7860. — À M. DE SUDRE,
avocat à toulouse.
20 avril.

Monsieur, quarante lieues de neige qui m’entourent, soixante-seize ans sur ma tête, ma vue presque entièrement perdue, trois mois de suite dans mon lit, m’ont privé de l’honneur de vous répondre plus tôt.

Il me semble qu’il est fort peu important que messieurs les avocats fassent un corps ou un ordre. Les ducs et pairs, les maréchaux de France, font un corps ; on dit le corps du parlement, et non pas l’ordre du parlement. Les mots ne sont que des mots. Ce qui est essentiel, c’est que les juges ne fassent pas rouer un innocent, quand les avocats ont démontré son innocence ; c’est qu’un gradué de village n’ait pas l’insolence de condamner à mort la famille de Sirven, sur les présomptions les plus absurdes ; c’est qu’on respecte plus la vie des citoyens, et que nos barbares usages, qu’on appelle jurisprudence, ne déshonorent pas notre nation.

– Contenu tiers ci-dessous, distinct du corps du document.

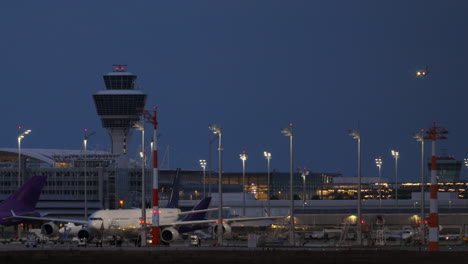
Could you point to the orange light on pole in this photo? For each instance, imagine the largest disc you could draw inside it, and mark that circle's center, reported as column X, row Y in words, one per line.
column 433, row 134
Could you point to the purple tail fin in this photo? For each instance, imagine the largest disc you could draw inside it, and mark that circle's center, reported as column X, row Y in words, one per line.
column 203, row 204
column 24, row 199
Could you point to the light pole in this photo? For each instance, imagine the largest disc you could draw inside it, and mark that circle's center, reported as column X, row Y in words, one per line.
column 20, row 136
column 288, row 131
column 396, row 155
column 435, row 133
column 420, row 137
column 466, row 162
column 85, row 143
column 378, row 162
column 218, row 130
column 203, row 165
column 304, row 172
column 268, row 157
column 210, row 141
column 243, row 156
column 356, row 134
column 141, row 127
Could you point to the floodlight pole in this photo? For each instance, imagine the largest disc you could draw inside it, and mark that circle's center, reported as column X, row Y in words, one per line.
column 85, row 144
column 356, row 134
column 218, row 130
column 433, row 134
column 203, row 165
column 21, row 135
column 396, row 155
column 378, row 162
column 268, row 157
column 243, row 156
column 420, row 137
column 289, row 133
column 151, row 117
column 141, row 127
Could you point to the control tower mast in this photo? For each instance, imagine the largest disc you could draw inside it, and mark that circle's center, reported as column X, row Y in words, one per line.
column 119, row 106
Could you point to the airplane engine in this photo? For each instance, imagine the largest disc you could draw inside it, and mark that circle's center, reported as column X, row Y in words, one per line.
column 85, row 233
column 227, row 230
column 49, row 229
column 169, row 234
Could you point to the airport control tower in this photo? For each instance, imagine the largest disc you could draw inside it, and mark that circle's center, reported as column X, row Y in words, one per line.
column 119, row 106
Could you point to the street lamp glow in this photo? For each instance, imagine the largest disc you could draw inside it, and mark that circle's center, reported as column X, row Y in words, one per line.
column 396, row 155
column 267, row 156
column 203, row 165
column 356, row 134
column 243, row 156
column 288, row 131
column 218, row 130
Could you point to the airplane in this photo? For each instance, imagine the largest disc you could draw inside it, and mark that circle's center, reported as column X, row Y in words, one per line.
column 126, row 222
column 23, row 201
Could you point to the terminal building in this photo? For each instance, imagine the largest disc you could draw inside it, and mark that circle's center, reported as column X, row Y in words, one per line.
column 113, row 180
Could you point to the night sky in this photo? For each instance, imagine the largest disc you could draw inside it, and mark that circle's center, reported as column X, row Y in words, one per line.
column 250, row 66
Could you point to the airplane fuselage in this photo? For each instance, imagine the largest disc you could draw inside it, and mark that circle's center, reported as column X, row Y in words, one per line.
column 127, row 221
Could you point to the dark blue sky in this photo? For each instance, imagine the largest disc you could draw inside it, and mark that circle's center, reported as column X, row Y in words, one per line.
column 250, row 66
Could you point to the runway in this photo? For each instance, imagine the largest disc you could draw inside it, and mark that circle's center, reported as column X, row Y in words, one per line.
column 70, row 254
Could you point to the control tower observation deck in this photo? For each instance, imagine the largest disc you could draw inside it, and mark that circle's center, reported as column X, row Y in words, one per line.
column 119, row 106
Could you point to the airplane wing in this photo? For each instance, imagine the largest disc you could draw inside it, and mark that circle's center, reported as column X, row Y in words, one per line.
column 227, row 220
column 13, row 215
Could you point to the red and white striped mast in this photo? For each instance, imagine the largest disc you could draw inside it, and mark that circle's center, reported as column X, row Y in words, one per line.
column 433, row 134
column 151, row 118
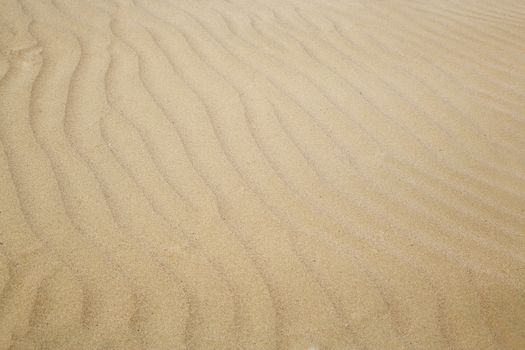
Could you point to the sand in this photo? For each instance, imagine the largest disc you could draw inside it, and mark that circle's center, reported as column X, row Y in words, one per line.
column 249, row 174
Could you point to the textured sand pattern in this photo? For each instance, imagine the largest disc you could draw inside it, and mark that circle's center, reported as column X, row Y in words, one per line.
column 262, row 174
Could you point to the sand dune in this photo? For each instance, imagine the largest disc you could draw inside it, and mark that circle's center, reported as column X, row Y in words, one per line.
column 248, row 174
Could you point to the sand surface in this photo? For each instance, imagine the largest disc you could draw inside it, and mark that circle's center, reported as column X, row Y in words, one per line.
column 262, row 174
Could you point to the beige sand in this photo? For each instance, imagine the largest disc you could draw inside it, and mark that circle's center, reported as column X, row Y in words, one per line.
column 262, row 174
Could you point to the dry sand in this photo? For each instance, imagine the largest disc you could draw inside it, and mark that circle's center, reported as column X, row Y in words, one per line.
column 262, row 174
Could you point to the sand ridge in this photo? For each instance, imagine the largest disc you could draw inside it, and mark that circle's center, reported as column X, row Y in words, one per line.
column 245, row 174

Dieu merci, la française est la seule, dans l’univers entier, chez qui l’on achète le droit de juger les hommes, et chez qui les avocats ne parviennent pas à être juges par leur seul mérite. Nous avons été Gaulois, Ostrogoths, Visigoths, Francs, et nous tenons encore beaucoup de notre ancienne barbarie dans le sein de la politesse.

Ce sont là mes griefs ; et je souhaite passionnément que votre corps ou votre ordre puisse les corriger. Si cela était, ma lettre serait à M. le président de Sudre.